Личная искренность — фактор внеэстетический. Искренним должен быть текст, а не автор. Кого интересует автор?! И вот, пожалуйста: я вожусь со своей личной искренностью, которая стала вдруг материалом моей работы. Но искренностью своей я отнюдь не растроган. (Впрочем… тот факт, что я происхожу из бог знает какого могущественного и старинного рода, тоже не волновал меня и не волнует ни в малейшей степени, и все-таки были люди, которым казалось, что это не так… Словом, надо остерегаться! [?] <Чего?>)

Вполне может быть, что в искренности я не силен, не талантлив. Совсем как в футболе, когда ты хорош вовсе не потому, что талантлив от Бога, а потому что тренируешься до седьмых потов; как Альберт в сравнении с Ракоши[34], Беккенбауэр — с рядовым немцем.

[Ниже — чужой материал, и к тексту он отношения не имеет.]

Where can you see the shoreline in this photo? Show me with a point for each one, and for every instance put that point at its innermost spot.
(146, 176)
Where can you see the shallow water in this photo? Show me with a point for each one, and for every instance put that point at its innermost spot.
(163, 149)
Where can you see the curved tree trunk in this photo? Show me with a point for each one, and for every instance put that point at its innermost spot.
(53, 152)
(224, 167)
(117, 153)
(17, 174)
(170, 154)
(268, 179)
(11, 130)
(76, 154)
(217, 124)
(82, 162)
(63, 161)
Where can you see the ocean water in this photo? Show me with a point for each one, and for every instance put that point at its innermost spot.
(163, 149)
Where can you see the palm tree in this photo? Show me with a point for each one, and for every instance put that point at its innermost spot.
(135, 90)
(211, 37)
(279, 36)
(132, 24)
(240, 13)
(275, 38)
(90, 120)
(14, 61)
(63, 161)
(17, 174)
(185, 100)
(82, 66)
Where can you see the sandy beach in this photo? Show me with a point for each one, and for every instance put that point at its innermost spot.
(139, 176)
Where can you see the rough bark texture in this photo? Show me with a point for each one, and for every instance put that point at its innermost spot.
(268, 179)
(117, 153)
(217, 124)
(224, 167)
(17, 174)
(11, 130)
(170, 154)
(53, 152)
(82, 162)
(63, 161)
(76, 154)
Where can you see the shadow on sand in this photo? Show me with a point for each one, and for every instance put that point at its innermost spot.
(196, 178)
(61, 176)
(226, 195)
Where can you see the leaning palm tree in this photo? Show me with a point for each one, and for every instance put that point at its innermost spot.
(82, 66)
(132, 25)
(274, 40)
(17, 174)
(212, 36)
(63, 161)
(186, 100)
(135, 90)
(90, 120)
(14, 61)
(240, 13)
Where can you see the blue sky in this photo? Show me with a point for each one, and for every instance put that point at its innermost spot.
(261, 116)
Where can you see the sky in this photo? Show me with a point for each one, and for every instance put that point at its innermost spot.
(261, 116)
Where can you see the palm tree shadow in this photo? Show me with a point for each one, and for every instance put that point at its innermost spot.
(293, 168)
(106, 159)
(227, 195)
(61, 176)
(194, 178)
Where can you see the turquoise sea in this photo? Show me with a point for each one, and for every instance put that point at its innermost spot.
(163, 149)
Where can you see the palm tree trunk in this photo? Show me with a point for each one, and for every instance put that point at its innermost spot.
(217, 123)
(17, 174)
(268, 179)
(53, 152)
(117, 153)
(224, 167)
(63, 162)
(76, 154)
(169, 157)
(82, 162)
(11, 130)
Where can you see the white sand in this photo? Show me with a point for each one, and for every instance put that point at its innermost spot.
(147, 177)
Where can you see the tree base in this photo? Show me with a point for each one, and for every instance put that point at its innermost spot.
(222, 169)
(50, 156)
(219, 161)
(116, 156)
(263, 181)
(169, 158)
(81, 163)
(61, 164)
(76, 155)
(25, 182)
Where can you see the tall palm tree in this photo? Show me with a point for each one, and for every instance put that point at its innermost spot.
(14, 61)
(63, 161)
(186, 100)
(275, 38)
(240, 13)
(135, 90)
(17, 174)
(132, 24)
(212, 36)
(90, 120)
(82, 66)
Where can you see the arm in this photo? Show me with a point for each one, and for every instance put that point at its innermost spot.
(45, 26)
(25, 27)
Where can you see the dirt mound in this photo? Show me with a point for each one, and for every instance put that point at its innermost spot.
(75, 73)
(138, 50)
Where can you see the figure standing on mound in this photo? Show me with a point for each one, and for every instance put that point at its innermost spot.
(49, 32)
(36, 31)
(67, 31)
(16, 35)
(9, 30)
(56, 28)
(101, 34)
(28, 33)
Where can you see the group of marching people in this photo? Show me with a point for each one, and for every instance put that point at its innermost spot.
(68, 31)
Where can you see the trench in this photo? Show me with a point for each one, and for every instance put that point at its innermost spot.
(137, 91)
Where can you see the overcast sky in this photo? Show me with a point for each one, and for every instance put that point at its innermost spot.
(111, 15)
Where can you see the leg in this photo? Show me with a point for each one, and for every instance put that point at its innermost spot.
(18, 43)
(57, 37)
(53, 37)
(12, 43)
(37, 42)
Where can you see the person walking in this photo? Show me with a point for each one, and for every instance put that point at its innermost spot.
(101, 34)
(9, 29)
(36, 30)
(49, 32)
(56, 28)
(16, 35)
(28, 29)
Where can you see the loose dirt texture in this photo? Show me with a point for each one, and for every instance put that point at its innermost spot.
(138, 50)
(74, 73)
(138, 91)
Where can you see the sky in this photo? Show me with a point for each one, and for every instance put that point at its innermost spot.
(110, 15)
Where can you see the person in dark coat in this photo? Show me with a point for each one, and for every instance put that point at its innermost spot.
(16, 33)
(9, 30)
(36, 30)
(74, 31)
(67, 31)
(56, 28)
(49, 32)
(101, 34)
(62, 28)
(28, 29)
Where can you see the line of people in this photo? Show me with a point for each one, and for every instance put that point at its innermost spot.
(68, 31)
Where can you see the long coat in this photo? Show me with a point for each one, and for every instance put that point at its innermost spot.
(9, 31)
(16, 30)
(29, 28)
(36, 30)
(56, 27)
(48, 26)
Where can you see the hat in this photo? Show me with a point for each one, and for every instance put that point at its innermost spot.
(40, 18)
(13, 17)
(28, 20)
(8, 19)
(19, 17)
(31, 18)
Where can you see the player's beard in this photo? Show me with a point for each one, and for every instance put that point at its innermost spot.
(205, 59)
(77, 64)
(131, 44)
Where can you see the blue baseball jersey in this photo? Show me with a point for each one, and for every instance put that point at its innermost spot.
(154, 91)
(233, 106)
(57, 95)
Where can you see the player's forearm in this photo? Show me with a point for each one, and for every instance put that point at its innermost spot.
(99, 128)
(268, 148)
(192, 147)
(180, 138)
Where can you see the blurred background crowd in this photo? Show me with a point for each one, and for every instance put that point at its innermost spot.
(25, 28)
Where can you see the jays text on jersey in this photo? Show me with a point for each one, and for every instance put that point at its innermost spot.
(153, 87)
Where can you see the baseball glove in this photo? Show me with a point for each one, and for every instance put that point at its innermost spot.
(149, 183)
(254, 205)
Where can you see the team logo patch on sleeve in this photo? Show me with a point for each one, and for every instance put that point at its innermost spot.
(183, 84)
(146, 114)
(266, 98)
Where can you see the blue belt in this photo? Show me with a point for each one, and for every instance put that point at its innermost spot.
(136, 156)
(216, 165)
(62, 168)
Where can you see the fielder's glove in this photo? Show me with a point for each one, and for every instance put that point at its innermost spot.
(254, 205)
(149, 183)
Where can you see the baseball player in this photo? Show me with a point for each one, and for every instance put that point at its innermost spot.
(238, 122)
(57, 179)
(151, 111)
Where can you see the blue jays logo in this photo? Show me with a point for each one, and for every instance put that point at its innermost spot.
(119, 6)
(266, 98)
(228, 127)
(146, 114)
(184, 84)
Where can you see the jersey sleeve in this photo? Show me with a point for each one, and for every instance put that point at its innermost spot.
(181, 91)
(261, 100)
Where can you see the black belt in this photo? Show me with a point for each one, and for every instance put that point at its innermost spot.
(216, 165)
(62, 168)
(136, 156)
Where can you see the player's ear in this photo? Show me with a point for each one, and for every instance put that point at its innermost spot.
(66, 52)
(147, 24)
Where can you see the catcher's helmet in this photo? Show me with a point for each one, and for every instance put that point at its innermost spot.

Я искренен словно бы между прочим, в результате того, что свободен (?). — «Эх, взнуздали меня, как лихого коня».


Семейное положение: Обогатились кремовым оттенком[35].


В понедельник довольно надолго я уезжаю в Берлин. Перед этим я должен поговорить с М. Пытаюсь найти подходящий тон, чего со мной не бывает, как говорю, так и говорю. Но тут случай особый, поскольку мною движет страх. Заготавливаю фразы, пробую интонации. «Я внимательно просмотрел первое досье». И надо бы как-то, не унижаясь, предложить ему, чтобы до конца работы все оставалось в тайне… Как же это меня угнетает! Неудивительно, что у меня возобновилась подагра.


Читая все эти монотонные, нудные донесения, я, защищаясь, (опять) упрощаю дело. Мол, не бог весть какой случай, чего тут особенного? Его просто-напросто припугнули, возможно даже избили — эффект Чурки, — сработало, подписал, такой мир был дерьмовый, что он мог с четырьмя детьми, обязан был выживать. Да и вся история человечества — ложь, убийства, предательство. Ну хорошо, может быть, твой папаша и не был доносчиком, зато он десятилетиями изменял твоей матери, бывало, что забирался к ней, на нее, даже не помывшись, из постели в постель. И прочее.

Только это не так. Он не был обязан становиться агентом. Ему нет оправданий. Оправдывать его я и не собираюсь. Мне это было бы неприятно.

[Из статьи, свидетельствующей о политизированном безумии («кто коммуняки и стукачи, решаю я сам»): «…мне известны многие случаи, когда под угрозами тайной полиции для честных отцов семейства и преданных нации (!) лиц оставалось лишь три пути: без вины угодить на нары, эмигрировать либо, уступив насилию, взять на себя ту роль, к которой их принуждали. И были такие, кто — даже избрав третью возможность — работали так, чтобы не повредить своим ближним». Во-первых, не надо называть это работой, а во-вторых, таковых просто не было, вредили все, до единого. А далее в статье говорится также и о «другой стороне», о тех, кто принимали доносы, о ком не сохранилось вербовочных досье, о том, что их ответственность и предательство ничуть не меньшие, а наоборот. Тут автор, безусловно, прав. Только каждый пусть говорит о своем предательстве. Предательство с той стороны, предательство с этой — это не ноль предательств, а два предательства.]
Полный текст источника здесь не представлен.